Казалось бы, герой добровольно сделал шаг к самоизоляции и, погрузившись в относительное одиночество, выбрал свою участь. Ведь идея «рая» скомпрометирована. Ведь «устроители нового порядка… обещали-то рай для всех, чем и обманули. Благодати обещали для всего народа, а оказалось, как в семнадцатом: рай и благодать лишь для своих людей, своей стаи, кагала, секты, ордена, союза заговорщиков… И я, дурень, обманулся лозунгами революционеров о земном рае… Состоялся очередной великий обман». Хотя произошло бегство из рая вовсе не добровольно, наш мизантроп вроде бы доволен таким исходом из «земного рая», только теперь понимая вкус и прелесть неспешной жизни «взаперти, нетревожно, отгородившись от безумной гонки за славою и чинами».
С другой стороны, бегство героя есть лишь внешнее перемещение в социоисторическом пространстве, смена публичного одиночества – на одиночество среди книг.

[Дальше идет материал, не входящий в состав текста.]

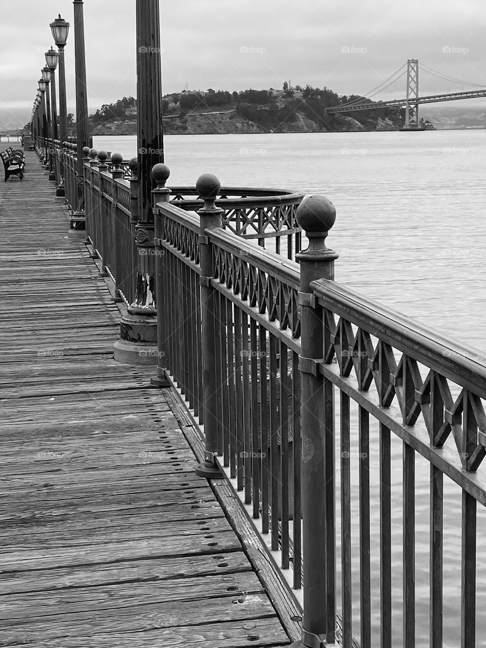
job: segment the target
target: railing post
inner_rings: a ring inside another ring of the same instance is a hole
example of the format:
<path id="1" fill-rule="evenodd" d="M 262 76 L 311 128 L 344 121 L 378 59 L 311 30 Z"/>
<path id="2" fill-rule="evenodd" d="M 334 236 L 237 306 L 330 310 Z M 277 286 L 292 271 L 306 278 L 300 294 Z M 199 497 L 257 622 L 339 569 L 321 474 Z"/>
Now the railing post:
<path id="1" fill-rule="evenodd" d="M 162 262 L 162 255 L 164 254 L 164 249 L 160 244 L 160 239 L 162 237 L 161 231 L 161 220 L 157 217 L 157 203 L 159 202 L 168 202 L 170 197 L 170 189 L 165 186 L 168 176 L 170 175 L 170 170 L 165 164 L 156 164 L 152 170 L 152 177 L 157 183 L 155 189 L 152 190 L 152 195 L 154 202 L 154 252 L 156 255 L 156 301 L 157 303 L 157 376 L 152 378 L 150 382 L 152 385 L 157 387 L 170 387 L 170 381 L 165 374 L 165 367 L 164 367 L 163 358 L 165 357 L 165 336 L 167 334 L 165 327 L 165 313 L 164 312 L 165 305 L 163 299 L 163 282 L 167 281 L 167 277 L 164 277 L 164 267 Z"/>
<path id="2" fill-rule="evenodd" d="M 120 282 L 121 281 L 121 268 L 120 263 L 120 251 L 122 245 L 121 227 L 122 224 L 120 222 L 118 216 L 117 205 L 118 203 L 118 185 L 117 180 L 121 180 L 123 178 L 123 169 L 121 168 L 121 163 L 123 161 L 123 156 L 120 153 L 113 153 L 111 156 L 111 177 L 113 178 L 113 202 L 111 203 L 111 231 L 113 232 L 113 244 L 111 245 L 111 258 L 112 264 L 115 273 L 115 294 L 113 295 L 113 301 L 123 301 L 123 299 L 120 295 Z"/>
<path id="3" fill-rule="evenodd" d="M 202 325 L 203 421 L 204 421 L 204 461 L 196 469 L 196 474 L 207 479 L 220 478 L 222 473 L 216 463 L 218 452 L 216 413 L 220 367 L 216 365 L 216 327 L 214 323 L 214 289 L 211 285 L 214 273 L 213 249 L 205 231 L 208 227 L 221 227 L 223 210 L 214 205 L 221 189 L 215 176 L 204 174 L 196 183 L 196 188 L 204 200 L 204 207 L 197 214 L 201 218 L 199 254 L 201 262 L 201 319 Z"/>
<path id="4" fill-rule="evenodd" d="M 90 198 L 89 209 L 90 216 L 88 224 L 86 224 L 87 235 L 91 240 L 91 250 L 89 255 L 91 259 L 98 259 L 98 254 L 97 246 L 98 244 L 98 211 L 95 201 L 95 183 L 94 174 L 93 169 L 98 166 L 98 151 L 95 148 L 91 148 L 89 151 L 89 169 L 88 170 L 89 179 Z"/>
<path id="5" fill-rule="evenodd" d="M 293 646 L 319 648 L 334 643 L 336 559 L 334 531 L 334 393 L 319 371 L 323 356 L 322 308 L 310 287 L 334 279 L 338 255 L 326 248 L 336 210 L 323 196 L 311 196 L 297 210 L 308 247 L 295 256 L 301 265 L 301 426 L 304 617 L 302 640 Z"/>
<path id="6" fill-rule="evenodd" d="M 84 146 L 84 148 L 83 148 L 83 182 L 84 184 L 84 200 L 86 203 L 87 203 L 89 200 L 89 192 L 91 191 L 89 185 L 89 167 L 87 166 L 88 163 L 90 161 L 91 152 L 91 151 L 89 146 Z M 89 231 L 89 229 L 91 227 L 91 223 L 90 222 L 88 223 L 88 221 L 91 220 L 91 211 L 89 208 L 87 207 L 87 204 L 85 205 L 85 213 L 86 214 L 86 229 L 85 234 L 86 237 L 86 242 L 89 243 L 89 242 L 88 240 L 88 237 L 89 237 L 88 231 Z"/>
<path id="7" fill-rule="evenodd" d="M 138 248 L 135 240 L 135 228 L 139 222 L 139 165 L 138 159 L 132 157 L 128 163 L 128 167 L 132 172 L 130 179 L 130 236 L 132 237 L 132 290 L 130 295 L 125 295 L 131 303 L 135 295 L 136 285 Z"/>
<path id="8" fill-rule="evenodd" d="M 108 224 L 107 222 L 108 218 L 108 214 L 106 213 L 106 209 L 105 209 L 106 201 L 103 198 L 103 178 L 102 174 L 106 173 L 108 170 L 108 165 L 106 164 L 106 160 L 108 159 L 108 154 L 106 151 L 100 151 L 98 154 L 98 159 L 99 160 L 98 164 L 98 170 L 99 171 L 99 179 L 100 179 L 100 191 L 98 194 L 98 209 L 100 219 L 100 247 L 101 247 L 101 258 L 102 258 L 102 264 L 100 269 L 100 275 L 102 277 L 108 277 L 108 271 L 106 268 L 106 259 L 108 254 L 108 246 L 111 244 L 111 241 L 108 240 Z M 98 251 L 100 250 L 98 249 Z"/>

А падение с иерархической лестницы, ведущей в небытие кастового «рая», замыкает добровольного отшельника в небытии домашнего «райка». Однако в минуты просветления неудачливый советник, не совладавший с открывшимися перед ним возможностями, признается себе, что «все-таки между Кремлем и квартирою в панельном доме – глубокая пропасть, и загнанное внутрь честолюбие все время давало эту разницу понять».

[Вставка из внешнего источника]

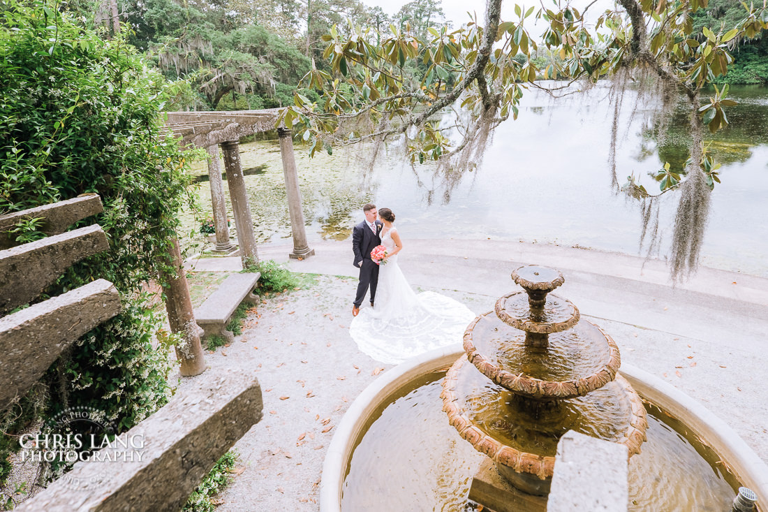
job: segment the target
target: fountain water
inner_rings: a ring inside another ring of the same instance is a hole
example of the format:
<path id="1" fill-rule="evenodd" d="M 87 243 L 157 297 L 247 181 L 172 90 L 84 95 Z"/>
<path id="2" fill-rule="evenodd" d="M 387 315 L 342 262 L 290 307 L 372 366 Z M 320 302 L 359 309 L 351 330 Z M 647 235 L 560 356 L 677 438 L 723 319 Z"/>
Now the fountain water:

В «Миледи» и «Беглеце» альтернатива усматривается в счастье как преодолении одиночества. В сюжетных коллизиях раскрывается сущность Слова: быть счастливым значит соединиться со своей половиной, сделать другого человека частью себя, а себя – частью его. И здесь именно Любовь, как и, скажем, в романе другой современной писательницы, В. Галактионовой «5/4 накануне тишины», выдвигается в центр мироздания. В ней всё – проснувшаяся совесть, робко возрождающаяся вера, надежда на духовное возрождение. Здесь – сбывшиеся мечты о любви и покое вместе с родной душой. У Хромушина поначалу – с Марфинькой, после смерти матери ставшей ему бесконечно дорогим и близким человеком. Некоторое время герой действительно пребывает в «раю», на все лады повторяя это сокровенное именование счастья. «С неделю жил, как в раю. Бога молил каждый день: Господи, всемогущий, продли мне такое счастье на долгие годы. Значит, был рай-то на земле, был, пока люди не научились убивать друг друга из прихоти». Но любовная идиллия раскалывается – за ней новая гибель. «Рай» иллюзорен, сон или мечта о нем наполнена смертоносными призраками?

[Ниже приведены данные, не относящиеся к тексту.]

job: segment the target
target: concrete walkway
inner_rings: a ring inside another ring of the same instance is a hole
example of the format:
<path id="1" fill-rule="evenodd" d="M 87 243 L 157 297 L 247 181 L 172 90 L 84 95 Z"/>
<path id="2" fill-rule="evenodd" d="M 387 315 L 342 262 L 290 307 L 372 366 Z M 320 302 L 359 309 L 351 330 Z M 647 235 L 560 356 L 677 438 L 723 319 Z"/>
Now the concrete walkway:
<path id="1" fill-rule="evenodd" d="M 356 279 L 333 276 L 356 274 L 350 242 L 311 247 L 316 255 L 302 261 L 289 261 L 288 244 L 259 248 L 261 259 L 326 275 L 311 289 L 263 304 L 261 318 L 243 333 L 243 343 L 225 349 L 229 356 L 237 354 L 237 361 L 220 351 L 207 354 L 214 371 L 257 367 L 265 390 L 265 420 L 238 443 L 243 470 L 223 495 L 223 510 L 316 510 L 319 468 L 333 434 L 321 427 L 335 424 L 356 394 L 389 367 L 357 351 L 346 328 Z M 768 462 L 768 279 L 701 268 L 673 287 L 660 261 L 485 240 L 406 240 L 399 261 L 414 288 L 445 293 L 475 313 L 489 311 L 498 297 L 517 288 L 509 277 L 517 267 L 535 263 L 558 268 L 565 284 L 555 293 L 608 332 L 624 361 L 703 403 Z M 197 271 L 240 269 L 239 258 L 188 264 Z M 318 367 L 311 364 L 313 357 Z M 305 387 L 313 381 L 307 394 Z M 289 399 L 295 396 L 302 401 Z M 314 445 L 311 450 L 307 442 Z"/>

Благополучный финал романа, где «беглец» наконец находит свою подлинную половину, вроде бы успокаивает и обнадеживает. Избранница Хромушина (или наоборот – он избранник судьбы?) – представительница провинциальной элиты, женщина красивая и властная, решающая родить от него ребенка. Ее столь же красивое имя – Шура Крылова – повторяет герой как молитву в надежде на спасение. Наметившаяся идиллия на миг раскалывается смертью Зулуса – деревенского соседа Хромушина и бывшего возлюбленного Шурочки. Дают о себе знать и сомнения самого героя: «…Вдруг всё окажется обманкой, пустым призраком, скроенным из блестящей фольги…». Но тут же спохватывается: «Нет-нет, только не это… Плоть устала, но сердце-то располовинило, и кровоточащая половинка его осталась на квартире у Крыловой».
Неслучайно женщина с крылатой фамилией занимает доминантную позицию не только в сердце героя, но и в социальной сфере. Возможность их союза с бывшим советником открывает в романе новые горизонты – в противовес глобальной антисистеме, поглощающей все доброе, человечное.